Let’s take a look at the technicals, starting with the Dow Jones:
Based on the Slow Stochastic oscillator, the current status of the Dow is extremely oversold. In fact, over the last 3 years, if you were to simply “buy” the index based on when the Stochastic was below the 20 level, 75% of the time, you would have realized an immediate profit. As the RSI is also nearing an oversold status, more often than not, the chances are good that the index will rise from here.
It’s the same story with gold:
With the yellow metal, the conditions are even better. Analyzing the same 3 year period, buying on sub-20 Stochastics would have been a good decision 80% of the time. And whether you were bullish on equities or on commodities, the simple fact is, even if you were to have bought when the Stochastics gave a “false” reading, you would eventually be in the black only a few months later.
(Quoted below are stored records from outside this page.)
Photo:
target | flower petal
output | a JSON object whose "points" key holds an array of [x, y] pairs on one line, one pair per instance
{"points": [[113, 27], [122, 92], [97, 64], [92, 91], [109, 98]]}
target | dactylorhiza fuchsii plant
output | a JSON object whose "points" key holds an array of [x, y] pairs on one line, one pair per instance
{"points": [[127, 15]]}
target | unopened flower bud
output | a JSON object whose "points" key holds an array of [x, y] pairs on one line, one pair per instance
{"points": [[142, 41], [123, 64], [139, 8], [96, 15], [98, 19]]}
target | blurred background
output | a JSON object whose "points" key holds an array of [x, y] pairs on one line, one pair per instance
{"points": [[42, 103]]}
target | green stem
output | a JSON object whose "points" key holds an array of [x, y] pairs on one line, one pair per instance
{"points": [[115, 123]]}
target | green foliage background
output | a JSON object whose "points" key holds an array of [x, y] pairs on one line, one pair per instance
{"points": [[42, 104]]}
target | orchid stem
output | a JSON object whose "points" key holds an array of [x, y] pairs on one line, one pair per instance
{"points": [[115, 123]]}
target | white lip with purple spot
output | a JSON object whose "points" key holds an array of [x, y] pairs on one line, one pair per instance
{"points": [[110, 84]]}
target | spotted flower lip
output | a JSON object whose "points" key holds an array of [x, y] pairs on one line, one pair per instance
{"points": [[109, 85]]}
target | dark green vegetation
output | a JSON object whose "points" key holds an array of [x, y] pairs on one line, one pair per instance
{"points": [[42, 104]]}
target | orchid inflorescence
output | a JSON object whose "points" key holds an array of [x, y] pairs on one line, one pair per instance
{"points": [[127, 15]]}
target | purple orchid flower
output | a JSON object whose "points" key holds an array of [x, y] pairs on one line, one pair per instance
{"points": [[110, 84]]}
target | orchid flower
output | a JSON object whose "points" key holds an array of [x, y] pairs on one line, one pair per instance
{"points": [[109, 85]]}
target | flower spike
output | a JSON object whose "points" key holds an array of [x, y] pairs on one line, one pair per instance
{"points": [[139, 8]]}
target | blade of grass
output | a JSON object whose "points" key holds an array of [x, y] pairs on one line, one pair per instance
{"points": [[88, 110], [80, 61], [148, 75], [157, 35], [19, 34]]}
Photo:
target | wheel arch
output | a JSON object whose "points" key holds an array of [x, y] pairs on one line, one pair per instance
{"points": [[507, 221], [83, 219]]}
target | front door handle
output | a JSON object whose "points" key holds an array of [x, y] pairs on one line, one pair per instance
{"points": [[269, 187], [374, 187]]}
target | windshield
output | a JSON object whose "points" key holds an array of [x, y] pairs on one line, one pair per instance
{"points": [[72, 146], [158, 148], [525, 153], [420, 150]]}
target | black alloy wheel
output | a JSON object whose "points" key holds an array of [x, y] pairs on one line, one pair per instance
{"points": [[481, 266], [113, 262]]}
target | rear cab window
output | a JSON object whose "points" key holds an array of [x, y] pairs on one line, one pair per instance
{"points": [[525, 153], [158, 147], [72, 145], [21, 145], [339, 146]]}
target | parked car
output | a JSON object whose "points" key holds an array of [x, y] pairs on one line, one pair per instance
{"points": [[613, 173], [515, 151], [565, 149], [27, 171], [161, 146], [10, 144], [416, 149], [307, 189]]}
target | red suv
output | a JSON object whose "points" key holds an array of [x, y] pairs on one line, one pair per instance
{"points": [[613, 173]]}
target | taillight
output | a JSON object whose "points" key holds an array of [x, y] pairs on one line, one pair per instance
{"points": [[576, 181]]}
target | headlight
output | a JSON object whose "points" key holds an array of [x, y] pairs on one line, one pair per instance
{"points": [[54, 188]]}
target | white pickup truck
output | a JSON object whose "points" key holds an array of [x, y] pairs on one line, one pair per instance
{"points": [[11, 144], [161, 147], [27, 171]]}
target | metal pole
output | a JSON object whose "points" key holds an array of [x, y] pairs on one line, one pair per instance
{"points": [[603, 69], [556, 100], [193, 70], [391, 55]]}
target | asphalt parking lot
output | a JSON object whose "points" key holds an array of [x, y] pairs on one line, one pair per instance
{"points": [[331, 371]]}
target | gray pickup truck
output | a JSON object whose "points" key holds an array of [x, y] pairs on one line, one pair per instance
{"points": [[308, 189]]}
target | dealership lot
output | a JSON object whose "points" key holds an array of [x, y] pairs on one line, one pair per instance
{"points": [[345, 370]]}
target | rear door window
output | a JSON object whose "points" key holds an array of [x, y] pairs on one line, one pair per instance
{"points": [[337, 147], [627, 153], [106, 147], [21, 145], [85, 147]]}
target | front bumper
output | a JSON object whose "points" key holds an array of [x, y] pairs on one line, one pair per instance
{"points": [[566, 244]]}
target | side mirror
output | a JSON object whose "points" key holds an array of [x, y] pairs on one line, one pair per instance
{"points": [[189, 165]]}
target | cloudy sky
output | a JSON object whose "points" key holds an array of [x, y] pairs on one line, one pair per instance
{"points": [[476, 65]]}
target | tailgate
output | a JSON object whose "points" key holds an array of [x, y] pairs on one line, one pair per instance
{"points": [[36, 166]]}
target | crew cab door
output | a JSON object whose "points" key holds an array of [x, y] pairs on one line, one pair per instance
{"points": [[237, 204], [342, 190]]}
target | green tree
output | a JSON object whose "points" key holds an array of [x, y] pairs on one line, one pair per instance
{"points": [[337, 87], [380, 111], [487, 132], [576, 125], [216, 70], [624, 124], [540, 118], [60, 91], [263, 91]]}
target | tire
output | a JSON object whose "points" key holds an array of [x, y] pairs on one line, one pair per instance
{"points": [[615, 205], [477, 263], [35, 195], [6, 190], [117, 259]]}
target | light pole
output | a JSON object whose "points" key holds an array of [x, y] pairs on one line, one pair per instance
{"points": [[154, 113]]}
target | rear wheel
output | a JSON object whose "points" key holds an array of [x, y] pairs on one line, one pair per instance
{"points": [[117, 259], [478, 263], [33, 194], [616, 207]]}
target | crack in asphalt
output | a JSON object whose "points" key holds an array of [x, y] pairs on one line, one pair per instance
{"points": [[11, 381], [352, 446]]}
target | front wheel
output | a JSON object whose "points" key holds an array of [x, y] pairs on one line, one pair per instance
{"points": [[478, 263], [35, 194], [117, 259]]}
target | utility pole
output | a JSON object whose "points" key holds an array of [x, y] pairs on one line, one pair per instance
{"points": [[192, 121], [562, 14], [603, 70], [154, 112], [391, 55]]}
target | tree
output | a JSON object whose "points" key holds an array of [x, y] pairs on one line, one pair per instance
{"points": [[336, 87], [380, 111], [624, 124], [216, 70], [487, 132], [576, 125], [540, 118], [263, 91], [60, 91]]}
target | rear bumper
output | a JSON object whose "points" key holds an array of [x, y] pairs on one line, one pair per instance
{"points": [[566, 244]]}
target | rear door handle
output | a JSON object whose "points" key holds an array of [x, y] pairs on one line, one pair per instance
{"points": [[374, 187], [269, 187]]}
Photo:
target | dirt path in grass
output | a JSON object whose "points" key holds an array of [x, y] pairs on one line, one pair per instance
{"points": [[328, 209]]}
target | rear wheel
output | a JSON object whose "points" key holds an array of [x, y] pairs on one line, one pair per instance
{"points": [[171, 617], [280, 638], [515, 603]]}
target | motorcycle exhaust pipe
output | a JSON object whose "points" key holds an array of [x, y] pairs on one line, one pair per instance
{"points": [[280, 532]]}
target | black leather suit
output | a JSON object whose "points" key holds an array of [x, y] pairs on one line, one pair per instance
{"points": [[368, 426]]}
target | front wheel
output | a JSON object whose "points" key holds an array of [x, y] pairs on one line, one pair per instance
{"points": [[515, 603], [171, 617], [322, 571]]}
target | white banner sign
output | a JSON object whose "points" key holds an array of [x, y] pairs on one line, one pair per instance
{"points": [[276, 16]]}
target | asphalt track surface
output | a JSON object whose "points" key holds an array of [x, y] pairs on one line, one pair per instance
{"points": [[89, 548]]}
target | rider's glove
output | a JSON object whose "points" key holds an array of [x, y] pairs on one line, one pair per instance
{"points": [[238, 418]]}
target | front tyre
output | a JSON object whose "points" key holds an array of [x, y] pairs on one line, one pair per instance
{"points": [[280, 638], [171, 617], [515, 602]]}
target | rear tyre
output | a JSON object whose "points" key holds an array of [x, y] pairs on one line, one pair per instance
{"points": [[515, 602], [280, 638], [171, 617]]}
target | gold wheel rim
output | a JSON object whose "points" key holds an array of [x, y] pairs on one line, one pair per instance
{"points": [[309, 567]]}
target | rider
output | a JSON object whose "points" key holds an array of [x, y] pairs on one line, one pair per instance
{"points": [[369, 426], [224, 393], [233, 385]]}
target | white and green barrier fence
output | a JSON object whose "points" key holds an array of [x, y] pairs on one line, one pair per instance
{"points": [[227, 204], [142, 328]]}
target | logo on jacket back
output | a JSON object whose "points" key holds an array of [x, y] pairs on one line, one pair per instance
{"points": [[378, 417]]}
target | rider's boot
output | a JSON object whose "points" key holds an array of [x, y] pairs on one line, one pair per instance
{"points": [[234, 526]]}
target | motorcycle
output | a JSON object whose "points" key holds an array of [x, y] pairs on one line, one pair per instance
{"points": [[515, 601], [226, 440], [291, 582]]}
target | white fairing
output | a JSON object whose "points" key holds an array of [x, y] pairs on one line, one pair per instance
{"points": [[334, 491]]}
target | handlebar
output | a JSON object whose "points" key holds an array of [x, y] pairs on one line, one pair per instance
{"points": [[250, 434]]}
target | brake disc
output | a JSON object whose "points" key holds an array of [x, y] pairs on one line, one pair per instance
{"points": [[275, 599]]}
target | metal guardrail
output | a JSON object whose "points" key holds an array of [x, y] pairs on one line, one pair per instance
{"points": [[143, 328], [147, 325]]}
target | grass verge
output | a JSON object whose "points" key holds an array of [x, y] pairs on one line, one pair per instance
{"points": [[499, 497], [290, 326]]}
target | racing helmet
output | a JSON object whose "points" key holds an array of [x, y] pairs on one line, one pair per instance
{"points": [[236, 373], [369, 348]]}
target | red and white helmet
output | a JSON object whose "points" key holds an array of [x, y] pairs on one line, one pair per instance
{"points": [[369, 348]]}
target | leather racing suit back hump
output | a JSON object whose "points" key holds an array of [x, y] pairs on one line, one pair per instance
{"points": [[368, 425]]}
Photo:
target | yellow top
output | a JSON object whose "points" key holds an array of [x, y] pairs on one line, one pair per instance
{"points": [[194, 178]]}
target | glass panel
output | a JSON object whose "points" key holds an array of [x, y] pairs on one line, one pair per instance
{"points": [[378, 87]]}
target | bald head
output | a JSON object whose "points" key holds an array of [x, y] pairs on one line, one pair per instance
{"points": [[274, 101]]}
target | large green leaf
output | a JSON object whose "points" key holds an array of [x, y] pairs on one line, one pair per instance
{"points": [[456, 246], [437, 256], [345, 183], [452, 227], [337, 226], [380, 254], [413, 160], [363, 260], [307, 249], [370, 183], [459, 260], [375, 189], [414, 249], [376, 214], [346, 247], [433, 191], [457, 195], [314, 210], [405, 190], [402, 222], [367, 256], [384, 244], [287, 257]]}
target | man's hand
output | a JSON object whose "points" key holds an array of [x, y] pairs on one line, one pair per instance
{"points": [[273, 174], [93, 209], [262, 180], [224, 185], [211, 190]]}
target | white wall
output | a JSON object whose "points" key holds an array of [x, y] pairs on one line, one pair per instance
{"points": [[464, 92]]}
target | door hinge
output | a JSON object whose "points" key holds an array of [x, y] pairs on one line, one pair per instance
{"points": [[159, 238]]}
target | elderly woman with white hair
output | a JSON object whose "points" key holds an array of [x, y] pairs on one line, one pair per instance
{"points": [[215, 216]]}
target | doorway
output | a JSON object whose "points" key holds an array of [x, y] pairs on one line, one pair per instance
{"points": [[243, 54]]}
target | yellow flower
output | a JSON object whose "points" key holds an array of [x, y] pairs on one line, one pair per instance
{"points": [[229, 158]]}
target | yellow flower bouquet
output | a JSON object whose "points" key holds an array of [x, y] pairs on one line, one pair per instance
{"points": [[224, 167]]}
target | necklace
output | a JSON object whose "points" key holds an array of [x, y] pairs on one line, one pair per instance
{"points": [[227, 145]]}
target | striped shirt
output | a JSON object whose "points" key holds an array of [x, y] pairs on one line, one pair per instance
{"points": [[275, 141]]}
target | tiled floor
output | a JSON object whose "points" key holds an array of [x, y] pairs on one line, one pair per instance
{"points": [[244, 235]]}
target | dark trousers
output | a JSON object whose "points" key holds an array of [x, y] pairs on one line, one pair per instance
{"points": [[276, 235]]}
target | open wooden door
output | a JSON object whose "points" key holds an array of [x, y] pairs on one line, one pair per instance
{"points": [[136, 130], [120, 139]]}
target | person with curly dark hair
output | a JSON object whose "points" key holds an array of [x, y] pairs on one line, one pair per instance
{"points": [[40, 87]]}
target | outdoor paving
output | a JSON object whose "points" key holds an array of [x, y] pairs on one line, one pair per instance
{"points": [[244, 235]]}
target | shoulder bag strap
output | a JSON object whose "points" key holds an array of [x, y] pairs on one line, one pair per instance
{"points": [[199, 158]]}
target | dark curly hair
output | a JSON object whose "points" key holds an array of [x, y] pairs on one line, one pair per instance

Perhaps the best opportunity, however, is silver:
Since it tracks the price of gold 70 to 80 percent of the time, it too is poised to rise from its currently oversold status. While it is more volatile than its illustrious cousin, the current spot price of $32.10 is worth taking a look at. The bears met significant resistance trying to push the price under $32, and momentum indicators suggest that the downturn is losing steam and that a reversal could be in play shortly.
In conclusion, whether we like it or not, the Dow is currently trending parallel to the precious metals and the same fundamentals that affect the index have had a similar effect on gold. That being said, it is the Fed’s solemn pledge to prop up the economy by propping up the stock market, which means the Dow will be roomies with gold in the foreseeable future.